LFF 2017: Good Time

Director    Benny Safdie, Josh Safdie
Starring    Robert Pattinson, Benny Safdie, Jennifer Jason Leigh
Release    17 NOV (UK)    Certificate 18
4 stars

Becky Suter

9th October 2017

I like R-Pattz and I cannot lie. And you other brothers can’t deny that since he first sparkled on our screens, he’s done a good job of distancing himself from that tweenage vampire movie. Here in the latest feature from the Safdie brothers, Robert Pattinson is the best he’s ever been (don’t @ me), another stop on his impressive redemption tour to get as far away from Edward Cullen as possible. He’s made audacious choices at the best of times, and mainly beardy ones at that, but Good Time will show everyone that I was right all along and that Pattinson is as versatile an actor as he is fearless. I am always right about these things.

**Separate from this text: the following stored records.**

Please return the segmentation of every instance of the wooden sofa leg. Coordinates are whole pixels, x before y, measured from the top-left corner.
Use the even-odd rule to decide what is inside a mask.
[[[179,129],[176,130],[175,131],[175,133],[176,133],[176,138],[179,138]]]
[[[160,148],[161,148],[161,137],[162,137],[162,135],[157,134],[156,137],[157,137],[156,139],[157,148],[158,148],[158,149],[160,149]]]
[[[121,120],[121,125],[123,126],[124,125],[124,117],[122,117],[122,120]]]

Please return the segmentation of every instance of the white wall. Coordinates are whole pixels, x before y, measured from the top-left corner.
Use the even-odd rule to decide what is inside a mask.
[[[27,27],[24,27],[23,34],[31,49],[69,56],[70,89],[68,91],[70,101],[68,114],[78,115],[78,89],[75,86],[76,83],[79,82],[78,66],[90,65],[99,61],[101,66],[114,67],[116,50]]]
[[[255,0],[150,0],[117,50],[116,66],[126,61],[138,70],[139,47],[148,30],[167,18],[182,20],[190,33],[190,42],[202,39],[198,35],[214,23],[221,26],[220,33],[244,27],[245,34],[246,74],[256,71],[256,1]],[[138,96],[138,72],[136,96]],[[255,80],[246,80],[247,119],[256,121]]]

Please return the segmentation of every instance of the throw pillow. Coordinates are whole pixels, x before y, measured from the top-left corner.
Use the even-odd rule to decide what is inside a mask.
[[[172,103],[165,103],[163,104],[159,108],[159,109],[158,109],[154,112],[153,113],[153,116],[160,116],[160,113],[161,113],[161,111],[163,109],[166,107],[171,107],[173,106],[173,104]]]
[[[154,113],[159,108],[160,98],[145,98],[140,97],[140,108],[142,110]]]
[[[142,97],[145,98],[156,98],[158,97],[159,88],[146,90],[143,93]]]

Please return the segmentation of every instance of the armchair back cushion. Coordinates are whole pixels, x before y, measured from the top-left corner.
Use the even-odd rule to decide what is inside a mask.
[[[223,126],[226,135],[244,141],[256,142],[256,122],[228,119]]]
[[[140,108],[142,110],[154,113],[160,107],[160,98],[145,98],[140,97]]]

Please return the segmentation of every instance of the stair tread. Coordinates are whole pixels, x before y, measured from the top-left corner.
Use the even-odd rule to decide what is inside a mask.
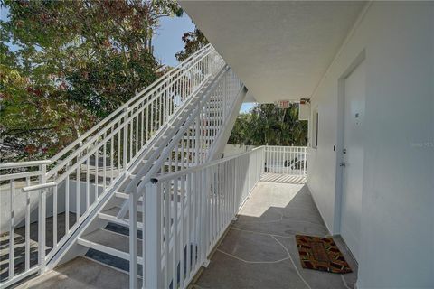
[[[109,208],[109,209],[102,210],[101,213],[105,214],[105,215],[112,216],[112,217],[117,217],[119,210],[120,210],[119,207],[113,207],[113,208]],[[142,221],[142,216],[143,216],[142,212],[137,211],[137,221],[138,222]],[[127,214],[125,215],[125,218],[123,219],[119,219],[128,222],[129,221],[129,211],[127,212]]]
[[[123,253],[129,253],[129,238],[127,236],[124,236],[122,234],[111,232],[106,229],[97,229],[86,236],[80,238],[85,241],[89,241],[94,244],[102,245],[104,247],[123,252]],[[92,246],[93,249],[103,251],[107,253],[105,248],[100,247],[99,246]],[[137,250],[139,256],[142,255],[142,241],[140,239],[137,240]],[[109,253],[108,253],[109,254]]]

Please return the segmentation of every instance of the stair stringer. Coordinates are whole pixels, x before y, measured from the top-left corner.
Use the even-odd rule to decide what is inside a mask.
[[[212,150],[209,154],[208,161],[214,161],[217,159],[222,158],[223,154],[224,147],[228,143],[229,137],[231,136],[231,133],[232,131],[233,126],[235,125],[235,121],[237,120],[237,117],[240,114],[240,108],[241,107],[242,102],[247,94],[247,88],[244,87],[242,89],[240,90],[240,93],[237,96],[237,99],[232,105],[232,108],[222,126],[223,129],[219,132],[219,135],[215,140],[215,144],[212,146]]]
[[[173,127],[174,125],[175,125],[176,123],[183,124],[185,121],[185,118],[187,118],[188,116],[193,113],[196,103],[202,100],[201,96],[207,93],[209,87],[212,85],[213,81],[214,79],[212,79],[209,81],[205,81],[203,86],[197,90],[195,96],[192,97],[184,104],[184,107],[183,109],[180,109],[175,115],[174,115],[173,121],[169,121],[166,125],[165,125],[166,127],[162,128],[158,132],[158,135],[156,135],[156,137],[153,139],[152,142],[150,142],[148,145],[146,145],[146,149],[144,149],[140,155],[137,157],[136,161],[131,164],[128,170],[124,172],[123,176],[120,177],[119,180],[118,180],[118,182],[108,191],[106,192],[105,195],[101,196],[101,200],[99,200],[95,208],[87,214],[87,217],[75,229],[75,232],[67,240],[65,240],[64,244],[46,263],[44,272],[50,271],[59,265],[64,264],[76,256],[84,256],[87,253],[89,248],[84,247],[77,243],[79,238],[98,228],[105,228],[109,223],[109,221],[108,220],[102,220],[99,219],[99,213],[104,208],[113,205],[115,202],[118,201],[118,200],[117,200],[116,198],[115,192],[119,191],[119,188],[122,187],[124,184],[128,185],[128,183],[132,181],[130,175],[133,172],[136,172],[137,169],[139,170],[140,167],[143,165],[148,165],[149,169],[154,166],[155,162],[152,162],[152,163],[150,164],[144,164],[143,160],[146,156],[149,157],[150,155],[152,156],[155,155],[156,153],[158,153],[158,151],[155,150],[156,146],[159,146],[160,151],[165,147],[167,142],[171,139],[171,137],[173,137],[173,135],[167,137],[167,135],[165,135],[170,132],[171,127]],[[186,113],[184,117],[178,119],[180,116],[185,113],[185,110],[188,110],[189,112]],[[125,201],[123,201],[123,203],[125,205]]]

Set in a distinctly non-touristy NYC, directors Josh and Benny Safdie take us into the neon-drenched backstreets, following stubbly and nervy-eyed Constantine "Connie" Nikas (Pattinson). Connie may be a small-time criminal, but he has a heart of gold, determined to care for his mentally challenged younger brother Nick (a further remarkable performance by co-director Benny Safdie). In a misguided attempt to better their situation, Connie drags Nick along to a bank heist, only for events to go awry and for Nick to become incarcerated. Connie’s attempts to raise bail, and his subsequent plans to bust out his brother plunge him and us headfirst into one crazy night.

"Aww yeah, shit's gonna get wack, yo!"

From the robbery onwards, the pace never lets up. Almost every shot is in extreme close-up, adding to the sense of claustrophobia and the manic obsessive drive of Connie. As the stakes get progressively higher, the direction gets more migraine inducing, with more hand-held camerawork and darkly beautiful scenes that drive deep into your skull and stay there. Meanwhile, an impressive electronic score underlines the direction and cinematography and will definitely jostle for position alongside The Guest and Drive in your LP collection.

Overall, the Safdie’s approach to directing will inevitably draw comparisons to the likes of Scorsese and Sidney Lumet’s Dog Day Afternoon, but there’s great skill and talent here that will surely launch the duo on to bigger things to make a name in their own right.

The Avatar homage is a bit much though.

Although the film is breathlessly paced, it slows down at the right times to allow for characterisation. Pattinson inhabits Connie almost completely, managing to be both charismatic and sleazy. He’s a smart guy but gives no thought as to what’s going to happen next, his reckless nature leading to a superb twist in the second act. Newcomers Buddy Duress and Taliah Webster also put in realistic performances as a fellow crim and innocent young girl who become absorbed into Connie’s dubious odyssey.

The only let down is the criminal underuse of Jennifer Jason Leigh as Connie’s put upon girlfriend Corey who brings an unexpected amount of comic relief, but even a deliberately flat ending escapes criticism, highlighting the brutal naturalism of the piece. The Safdies are following the old adage of always leave them wanting more, which is exactly what you want after a Good Time.